The narrative review synthesizes epidemiology, mechanisms, and prevention strategies linking early life (preconception to early childhood) exposures to later obesity, emphasizing DOHaD mechanisms including epigenetics, breast feeding and infant feeding, maternal obesity and GDM, obesogens, microbiome, activity, sleep and screen time, and interventions β but is limited by the narrative design and heavy reliance on observational studies with potential confounding .
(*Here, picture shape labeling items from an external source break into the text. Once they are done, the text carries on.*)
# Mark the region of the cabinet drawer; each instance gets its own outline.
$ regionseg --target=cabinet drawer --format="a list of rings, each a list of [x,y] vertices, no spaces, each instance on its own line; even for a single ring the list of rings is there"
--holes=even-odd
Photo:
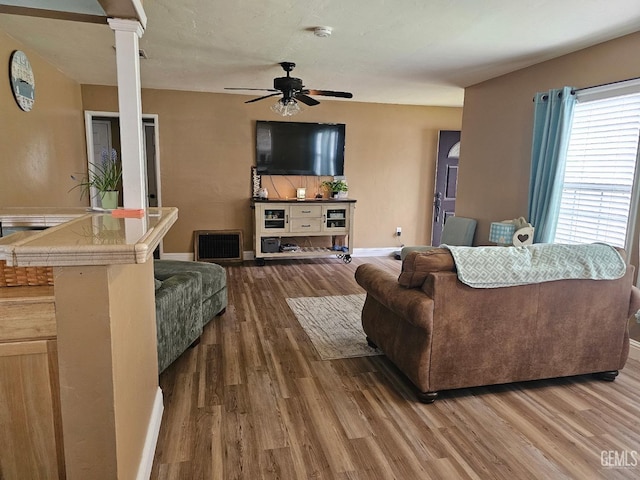
[[[322,228],[320,218],[292,218],[291,232],[319,232]]]
[[[0,341],[55,336],[56,313],[53,301],[0,303]]]
[[[322,205],[293,205],[290,212],[292,218],[321,217]]]

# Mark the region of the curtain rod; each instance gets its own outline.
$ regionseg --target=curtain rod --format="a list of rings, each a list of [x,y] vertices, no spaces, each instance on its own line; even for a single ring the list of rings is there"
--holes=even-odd
[[[633,80],[640,80],[640,77],[627,78],[626,80],[616,80],[615,82],[602,83],[600,85],[593,85],[591,87],[574,88],[573,90],[571,90],[571,93],[578,93],[582,90],[589,90],[590,88],[607,87],[609,85],[615,85],[616,83],[631,82]]]
[[[618,83],[632,82],[634,80],[640,80],[640,77],[627,78],[625,80],[616,80],[615,82],[601,83],[600,85],[592,85],[590,87],[573,88],[573,89],[571,89],[571,95],[575,95],[576,93],[582,92],[584,90],[591,90],[592,88],[607,87],[607,86],[610,86],[610,85],[616,85]],[[548,95],[543,95],[542,96],[543,100],[546,100],[547,98],[548,98]],[[535,96],[533,97],[533,101],[534,102],[536,101]]]

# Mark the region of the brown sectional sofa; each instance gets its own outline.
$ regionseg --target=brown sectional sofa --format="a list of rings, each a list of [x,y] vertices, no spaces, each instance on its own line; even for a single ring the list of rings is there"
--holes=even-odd
[[[500,247],[496,247],[500,248]],[[412,252],[402,273],[356,271],[366,290],[370,344],[432,402],[441,390],[600,373],[615,379],[629,352],[628,319],[640,308],[633,266],[617,280],[558,280],[471,288],[447,249]]]

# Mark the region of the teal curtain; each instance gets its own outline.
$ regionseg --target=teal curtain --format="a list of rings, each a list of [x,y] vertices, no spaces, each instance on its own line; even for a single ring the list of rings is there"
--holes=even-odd
[[[533,144],[529,179],[529,223],[534,242],[551,243],[556,234],[562,182],[573,120],[571,87],[537,93],[533,99]]]

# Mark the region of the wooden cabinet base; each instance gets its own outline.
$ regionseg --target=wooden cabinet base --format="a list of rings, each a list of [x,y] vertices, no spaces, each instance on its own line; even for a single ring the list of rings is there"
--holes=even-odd
[[[63,479],[53,288],[2,288],[0,313],[0,478]]]

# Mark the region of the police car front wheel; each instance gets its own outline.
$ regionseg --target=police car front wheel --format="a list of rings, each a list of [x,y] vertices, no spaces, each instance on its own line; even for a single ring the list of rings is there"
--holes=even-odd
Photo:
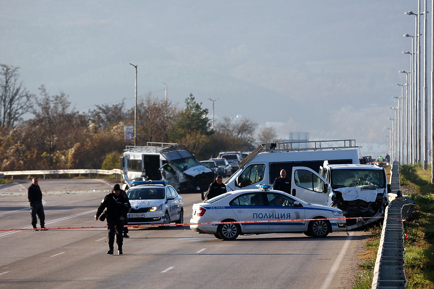
[[[324,219],[323,217],[315,217],[314,219]],[[326,220],[312,221],[309,223],[308,232],[315,238],[325,237],[331,231],[331,226]]]
[[[231,222],[232,220],[223,222]],[[241,228],[238,224],[223,224],[218,227],[218,234],[225,241],[232,241],[236,239],[241,232]]]

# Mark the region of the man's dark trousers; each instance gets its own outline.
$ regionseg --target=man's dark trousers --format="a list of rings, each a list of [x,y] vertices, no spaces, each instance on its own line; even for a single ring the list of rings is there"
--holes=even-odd
[[[32,215],[32,226],[33,228],[36,228],[36,224],[38,223],[36,215],[39,217],[41,228],[45,226],[45,214],[44,213],[44,207],[42,203],[35,202],[32,204],[30,206],[30,214]]]
[[[115,244],[115,235],[116,235],[116,244],[118,248],[122,248],[124,237],[124,220],[115,220],[112,218],[107,218],[107,229],[109,230],[109,248],[112,249]]]

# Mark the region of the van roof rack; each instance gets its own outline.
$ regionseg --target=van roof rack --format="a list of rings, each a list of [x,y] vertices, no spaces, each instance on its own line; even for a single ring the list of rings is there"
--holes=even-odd
[[[301,144],[306,144],[307,147],[299,147]],[[332,145],[335,144],[334,145]],[[245,163],[253,158],[256,155],[265,151],[301,151],[306,150],[333,150],[350,148],[361,147],[356,145],[355,139],[333,140],[325,141],[285,141],[279,143],[262,144],[251,152],[250,154],[244,158],[238,164],[238,167],[241,167]]]

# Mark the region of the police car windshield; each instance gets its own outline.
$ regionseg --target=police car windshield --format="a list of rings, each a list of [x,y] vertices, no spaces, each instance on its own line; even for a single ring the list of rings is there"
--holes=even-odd
[[[161,200],[164,198],[162,187],[137,187],[128,190],[130,200]]]
[[[231,193],[227,192],[226,194],[224,194],[223,195],[220,195],[220,196],[215,197],[213,198],[210,199],[209,200],[207,200],[207,201],[204,201],[204,203],[208,203],[209,204],[212,204],[213,203],[214,203],[215,202],[217,202],[217,201],[218,201],[219,200],[221,200],[222,199],[223,199],[224,198],[226,198],[226,197],[227,197],[228,196],[230,196],[231,195],[232,195]]]
[[[238,157],[235,154],[224,154],[222,156],[222,158],[226,159],[238,159]]]
[[[224,160],[215,160],[216,164],[217,165],[226,165],[226,163],[224,162]]]
[[[385,187],[384,174],[379,169],[333,169],[331,170],[331,187]]]
[[[193,157],[173,159],[171,162],[174,166],[177,167],[177,168],[181,171],[184,171],[198,165],[202,165],[201,163]]]

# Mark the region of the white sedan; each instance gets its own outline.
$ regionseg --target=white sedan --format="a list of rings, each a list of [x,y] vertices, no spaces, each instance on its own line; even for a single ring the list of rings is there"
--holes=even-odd
[[[193,205],[190,228],[202,234],[212,234],[224,240],[235,240],[239,235],[270,233],[304,233],[322,237],[329,233],[344,231],[346,222],[339,209],[308,204],[286,193],[260,189],[227,192]],[[342,218],[342,219],[340,219]],[[306,219],[330,219],[306,221]],[[202,223],[269,220],[289,222],[197,225]]]

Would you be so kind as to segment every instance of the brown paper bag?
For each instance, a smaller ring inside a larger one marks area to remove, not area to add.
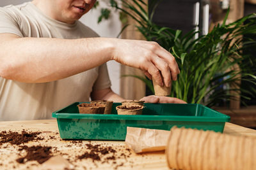
[[[63,170],[72,169],[74,166],[61,155],[57,155],[50,158],[47,161],[42,164],[35,170]]]
[[[135,153],[164,150],[170,131],[127,127],[125,143]]]

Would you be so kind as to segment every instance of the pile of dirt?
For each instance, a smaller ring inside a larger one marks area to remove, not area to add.
[[[16,161],[20,164],[24,164],[28,161],[36,160],[39,164],[42,164],[52,156],[51,148],[51,146],[42,146],[40,145],[31,147],[26,145],[20,146],[19,150],[24,150],[27,152],[27,154],[25,157],[17,159]]]
[[[43,140],[44,138],[37,136],[40,134],[41,132],[31,132],[25,131],[22,131],[20,134],[11,131],[8,132],[4,131],[0,132],[0,145],[6,143],[20,145],[33,140]]]
[[[94,162],[95,160],[101,160],[100,155],[104,155],[109,153],[115,153],[116,152],[111,146],[102,146],[100,145],[93,145],[90,143],[86,144],[86,146],[90,151],[86,152],[83,155],[77,156],[77,159],[90,158],[93,160],[93,162]],[[110,159],[107,158],[107,159]],[[115,155],[113,155],[111,159],[115,160],[116,158]]]

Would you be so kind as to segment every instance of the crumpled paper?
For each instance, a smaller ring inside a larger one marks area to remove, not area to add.
[[[50,158],[37,167],[36,170],[63,170],[65,168],[72,169],[74,168],[74,166],[61,155],[57,155]]]
[[[127,127],[125,143],[135,152],[164,150],[169,131]]]

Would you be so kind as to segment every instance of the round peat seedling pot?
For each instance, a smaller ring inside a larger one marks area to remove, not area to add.
[[[92,101],[91,103],[102,104],[105,105],[104,114],[111,114],[113,101]]]
[[[152,78],[152,80],[155,96],[168,96],[171,94],[172,85],[170,87],[166,87],[165,85],[161,87],[156,83],[154,78]]]
[[[122,106],[126,106],[127,107],[131,106],[144,106],[144,101],[137,101],[137,100],[132,100],[132,101],[124,101],[122,102]]]
[[[98,103],[82,103],[77,107],[81,114],[103,114],[105,110],[105,104]]]
[[[140,105],[118,106],[116,107],[118,115],[142,115],[144,106]]]

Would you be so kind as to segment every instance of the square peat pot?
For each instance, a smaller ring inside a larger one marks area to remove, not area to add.
[[[79,114],[75,103],[52,113],[62,139],[125,140],[127,127],[170,131],[184,127],[222,132],[230,117],[198,104],[145,103],[141,115],[118,115],[114,103],[111,114]]]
The article aims to synthesize evidence linking exposures from preconception through early childhood to later obesity risk and to evaluate mechanisms and prevention strategies within the Developmental Origins of Health and Disease framework. The authors included human observational studies, animal models, epigenetic and microbiome literature and summarized interventions where available .
Conclusions on association strength vary by exposure: confidence is higher for maternal BMI and gestational weight gain links to child adiposity (higher quality epidemiology and consistent signal) and lower for obesogens and cesarean where human causal data are inconsistent; the authors explicitly state how evidence could be falsified (robust studies showing null associations after confounder control and mechanistic disconfirmation)
The paper is a timely, broad, and well referenced narrative synthesis that usefully maps mechanistic and epidemiologic pathways from preconception to early childhood; it responsibly states limitations and research gaps. Its narrative nature, however, constrains quantitative inference and raises risk of selection bias. The review is most valuable as a roadmap for research priorities rather than as a definitive evidence grading document.